В конце ночи – мы просидели за столом от шести часов вечера до четырех утра – несколько раз подходила царица к дверям, вызывая царя и спрашивая:
– Не пора ли домой, батюшка?
– Ничего, Катенька! Завтра день гулящий, – отвечал царь.
Приподымая занавеску и заглядывая в мужское отделение, я видела каждый раз что-нибудь новое.
Кто-то, шагая прямо через стол, попал сапогом в блюдо с рыбным студнем. Этот самый студень царь только что совал насильно в рот государственному канцлеру Головкину, который терпеть не мог рыбы; денщики держали его за руки и за ноги; он бился, задыхался и весь побагровел. Бросив Головкина, царь принялся за ганноверского резидента Вебера; ласкал его, целовал, одною рукою обнимал ему голову, другою – держал стакан у рта, умоляя выпить. Потом, сняв с него парик, целовал то в затылок, то в маковку; подымал ему губы и целовал в десны.
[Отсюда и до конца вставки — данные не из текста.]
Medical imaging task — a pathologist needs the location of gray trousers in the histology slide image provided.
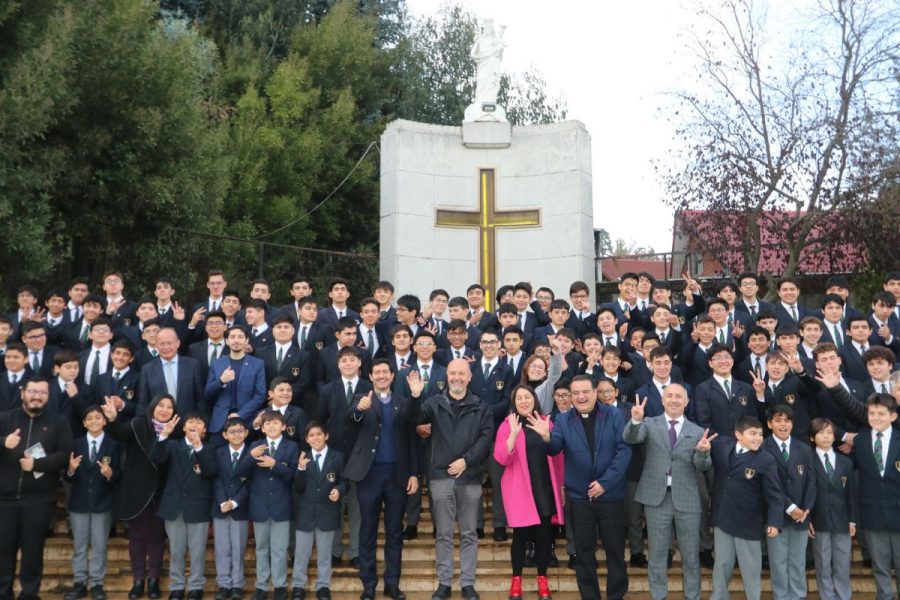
[291,529,340,591]
[766,527,809,600]
[253,519,291,590]
[431,478,481,586]
[164,515,209,591]
[625,481,644,556]
[712,527,762,600]
[69,512,112,587]
[644,491,700,600]
[330,481,362,560]
[213,516,249,589]
[813,531,853,600]
[863,529,900,600]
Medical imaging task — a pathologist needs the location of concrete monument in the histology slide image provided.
[380,20,594,306]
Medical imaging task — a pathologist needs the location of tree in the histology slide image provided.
[661,0,900,275]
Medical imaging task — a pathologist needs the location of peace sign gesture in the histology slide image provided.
[631,394,647,422]
[694,429,719,454]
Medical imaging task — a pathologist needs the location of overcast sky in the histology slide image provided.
[407,0,824,252]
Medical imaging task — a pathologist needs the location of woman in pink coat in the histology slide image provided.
[494,385,563,600]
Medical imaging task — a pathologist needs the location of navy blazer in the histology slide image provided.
[65,434,122,513]
[203,354,266,433]
[701,436,787,540]
[547,402,631,502]
[248,436,300,522]
[760,435,818,529]
[210,443,256,521]
[294,446,348,531]
[137,356,208,416]
[810,450,859,533]
[150,438,219,523]
[694,377,765,436]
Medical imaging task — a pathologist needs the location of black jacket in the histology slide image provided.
[0,407,72,503]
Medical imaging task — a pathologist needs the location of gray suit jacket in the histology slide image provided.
[622,413,712,513]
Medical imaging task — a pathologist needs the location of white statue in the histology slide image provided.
[465,19,506,121]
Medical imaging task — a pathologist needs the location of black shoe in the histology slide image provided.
[431,584,450,600]
[63,581,89,600]
[128,579,144,600]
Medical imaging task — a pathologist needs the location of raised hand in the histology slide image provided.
[694,429,719,454]
[356,391,373,410]
[631,394,647,421]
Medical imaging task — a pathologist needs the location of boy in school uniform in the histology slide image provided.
[65,404,121,600]
[291,421,347,600]
[763,404,816,600]
[150,413,218,600]
[249,410,299,600]
[710,415,785,600]
[212,417,255,600]
[809,417,859,600]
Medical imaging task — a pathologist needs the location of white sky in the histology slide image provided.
[407,0,805,252]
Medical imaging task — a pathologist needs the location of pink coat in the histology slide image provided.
[494,416,564,528]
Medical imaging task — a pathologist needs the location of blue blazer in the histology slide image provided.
[547,402,631,502]
[204,354,266,433]
[711,437,787,540]
[65,433,122,513]
[210,443,256,521]
[248,436,300,522]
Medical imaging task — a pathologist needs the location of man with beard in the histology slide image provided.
[0,377,72,600]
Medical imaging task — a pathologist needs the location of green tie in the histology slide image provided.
[874,431,884,476]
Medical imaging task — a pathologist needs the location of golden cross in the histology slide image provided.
[435,169,541,310]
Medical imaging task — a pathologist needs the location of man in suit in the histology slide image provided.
[137,328,207,415]
[775,277,812,327]
[530,375,631,600]
[734,272,775,321]
[203,325,266,447]
[694,346,763,435]
[344,360,418,600]
[316,278,359,329]
[256,313,315,406]
[622,383,716,600]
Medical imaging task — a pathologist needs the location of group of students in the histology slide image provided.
[0,270,900,600]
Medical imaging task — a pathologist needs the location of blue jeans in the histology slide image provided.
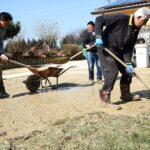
[86,51,102,80]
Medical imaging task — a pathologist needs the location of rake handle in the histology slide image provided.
[104,47,150,90]
[69,44,96,60]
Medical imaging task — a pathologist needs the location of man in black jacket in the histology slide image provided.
[95,7,150,105]
[82,21,102,85]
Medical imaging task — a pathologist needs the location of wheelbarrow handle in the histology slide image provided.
[69,44,96,60]
[104,47,150,90]
[8,59,35,70]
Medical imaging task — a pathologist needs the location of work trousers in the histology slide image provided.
[98,48,132,92]
[86,51,102,80]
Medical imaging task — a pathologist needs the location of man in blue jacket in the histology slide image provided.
[82,21,102,85]
[95,7,150,106]
[0,12,13,98]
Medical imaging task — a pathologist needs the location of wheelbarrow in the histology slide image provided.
[9,60,76,92]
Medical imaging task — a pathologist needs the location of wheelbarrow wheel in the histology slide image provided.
[26,75,40,92]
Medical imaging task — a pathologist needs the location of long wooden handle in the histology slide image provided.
[9,59,35,70]
[69,44,96,60]
[104,47,150,90]
[104,47,127,68]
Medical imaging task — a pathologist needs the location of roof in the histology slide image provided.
[91,0,150,15]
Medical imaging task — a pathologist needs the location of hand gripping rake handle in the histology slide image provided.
[104,47,150,90]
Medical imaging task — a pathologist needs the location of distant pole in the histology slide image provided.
[52,22,58,48]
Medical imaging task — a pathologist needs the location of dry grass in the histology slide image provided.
[0,112,150,150]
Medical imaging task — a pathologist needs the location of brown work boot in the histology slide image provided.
[120,84,140,102]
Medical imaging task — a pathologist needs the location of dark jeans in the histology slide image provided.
[98,48,132,92]
[86,51,102,80]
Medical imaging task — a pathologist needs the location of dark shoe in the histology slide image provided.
[0,92,10,99]
[89,80,94,85]
[120,94,141,102]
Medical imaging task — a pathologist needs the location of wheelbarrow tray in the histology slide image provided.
[31,67,63,78]
[24,66,76,92]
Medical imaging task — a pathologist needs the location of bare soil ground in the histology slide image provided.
[0,60,150,150]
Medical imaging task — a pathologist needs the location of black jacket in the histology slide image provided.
[82,31,97,52]
[95,14,139,63]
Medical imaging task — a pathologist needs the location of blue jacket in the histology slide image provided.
[0,28,6,54]
[95,14,140,63]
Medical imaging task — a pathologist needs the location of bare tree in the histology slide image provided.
[34,21,58,47]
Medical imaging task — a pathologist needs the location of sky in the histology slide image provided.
[1,0,111,39]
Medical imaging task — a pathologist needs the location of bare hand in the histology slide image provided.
[0,54,8,62]
[86,45,91,50]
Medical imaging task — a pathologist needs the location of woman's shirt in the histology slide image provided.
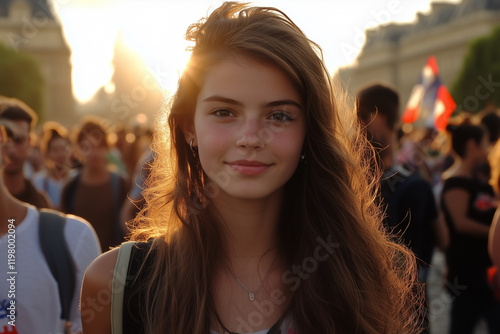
[441,177,496,291]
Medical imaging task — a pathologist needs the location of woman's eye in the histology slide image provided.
[270,112,293,122]
[213,109,233,117]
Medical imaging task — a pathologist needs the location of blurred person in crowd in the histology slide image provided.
[120,131,154,230]
[32,122,72,209]
[474,109,500,182]
[82,2,422,334]
[107,125,131,180]
[0,97,51,208]
[24,131,44,180]
[61,117,128,251]
[488,140,500,302]
[441,118,500,334]
[357,84,446,332]
[0,117,100,334]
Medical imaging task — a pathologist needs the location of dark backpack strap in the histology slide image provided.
[111,172,124,243]
[38,209,75,320]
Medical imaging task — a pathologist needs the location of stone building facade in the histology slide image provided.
[0,0,75,125]
[337,0,500,109]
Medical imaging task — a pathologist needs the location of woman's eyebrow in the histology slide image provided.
[203,95,243,107]
[203,95,302,109]
[265,100,302,109]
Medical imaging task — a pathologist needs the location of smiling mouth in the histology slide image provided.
[226,160,272,175]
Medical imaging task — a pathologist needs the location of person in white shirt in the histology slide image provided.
[0,103,101,334]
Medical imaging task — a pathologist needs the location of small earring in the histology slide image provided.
[189,139,198,155]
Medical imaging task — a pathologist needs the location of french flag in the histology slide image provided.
[402,56,456,131]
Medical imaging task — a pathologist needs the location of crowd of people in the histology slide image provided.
[0,3,500,334]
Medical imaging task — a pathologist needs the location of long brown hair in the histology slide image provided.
[132,2,422,334]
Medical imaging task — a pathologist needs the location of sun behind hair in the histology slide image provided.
[127,2,419,334]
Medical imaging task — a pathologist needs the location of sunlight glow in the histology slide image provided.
[53,0,459,102]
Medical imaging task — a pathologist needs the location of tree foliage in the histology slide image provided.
[0,44,45,119]
[451,26,500,113]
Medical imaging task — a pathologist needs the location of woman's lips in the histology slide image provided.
[227,160,272,175]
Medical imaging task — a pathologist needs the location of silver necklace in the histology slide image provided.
[229,254,278,301]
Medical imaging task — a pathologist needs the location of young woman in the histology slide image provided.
[82,3,422,334]
[441,121,500,334]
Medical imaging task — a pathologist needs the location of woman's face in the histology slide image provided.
[191,57,306,199]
Говорят, причиной всех этих нежностей было желание царя выпытать у резидента какую-то дипломатическую тайну.
Мусин-Пушкин, которого щекотали под шеей – он очень боится щекотки, а царь приучает его к ней – визжал, как поросенок под ножом. Великий адмирал Апраксин плакал навзрыд. Тайный советник Толстой ползал на четвереньках; он, впрочем, как оказалось впоследствии, не был слишком пьян и притворялся, чтобы больше не пить.
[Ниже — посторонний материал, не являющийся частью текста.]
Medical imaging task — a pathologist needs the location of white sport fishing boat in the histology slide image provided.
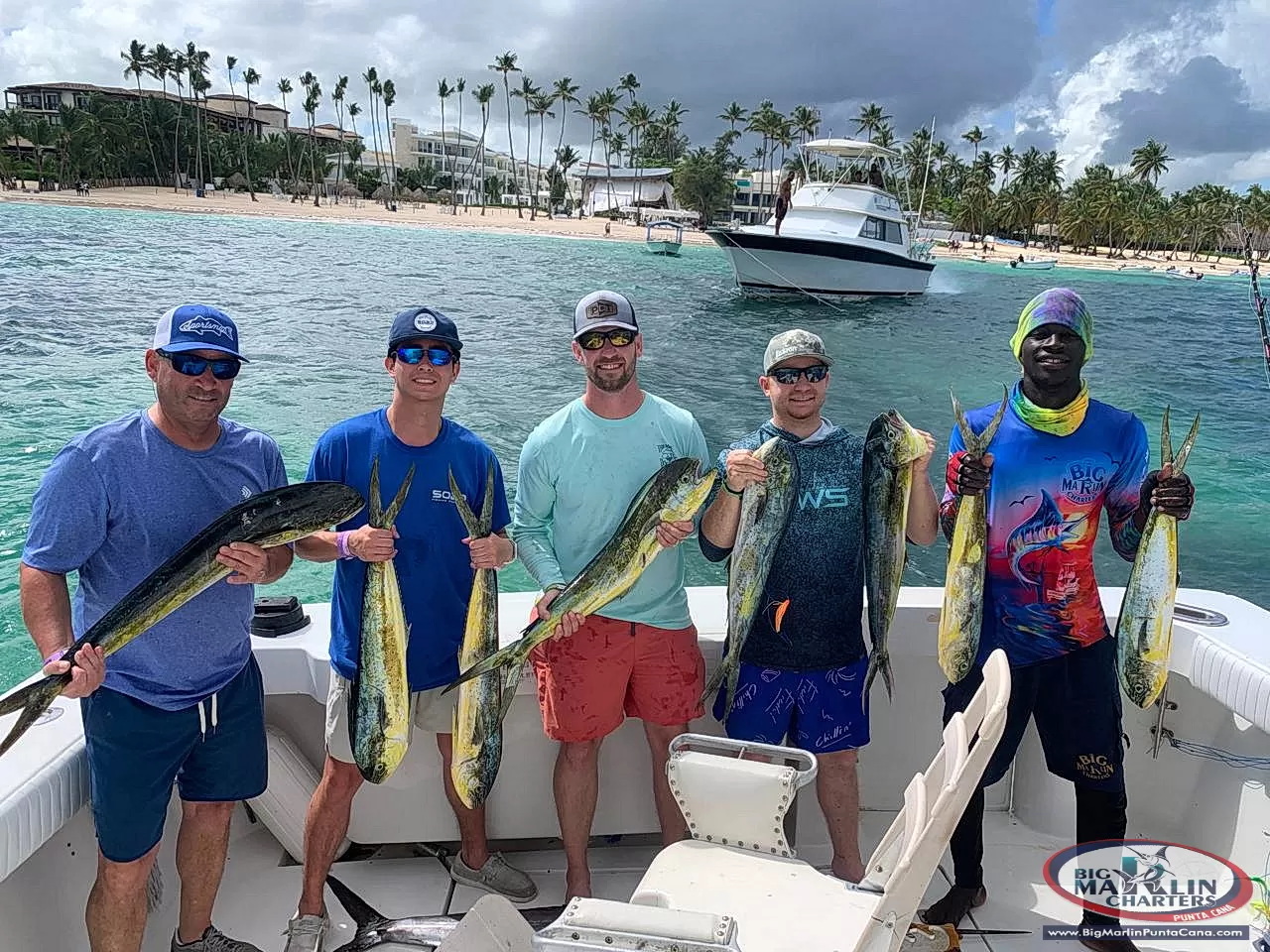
[0,588,1270,952]
[706,139,935,298]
Вице-адмиралу Крюйсу раскроили голову бутылкою. Князь Меншиков упал замертво со страшно посиневшим лицом: его растирали и приводили в чувство, чтобы он не умер: на таких попойках часто умирают. Царского духовника, архимандрита Федоса, рвало. «Ох смерть моя! Матерь Пресвятая Богородица!»– жалобно стонал он. Князь-папа храпел, навалившись всем телом на стол. лицом в луже вина.
Свист, рев, звон разбитой посуды, матерная брань оплеухи, на которые уже никто не обращал внимания – стояли в воздухе. Смрад, как в самом грязном кабаке.
Кажется, если бы прямо со свежего воздуха привели когонибудь сюда, его сразу стошнило бы.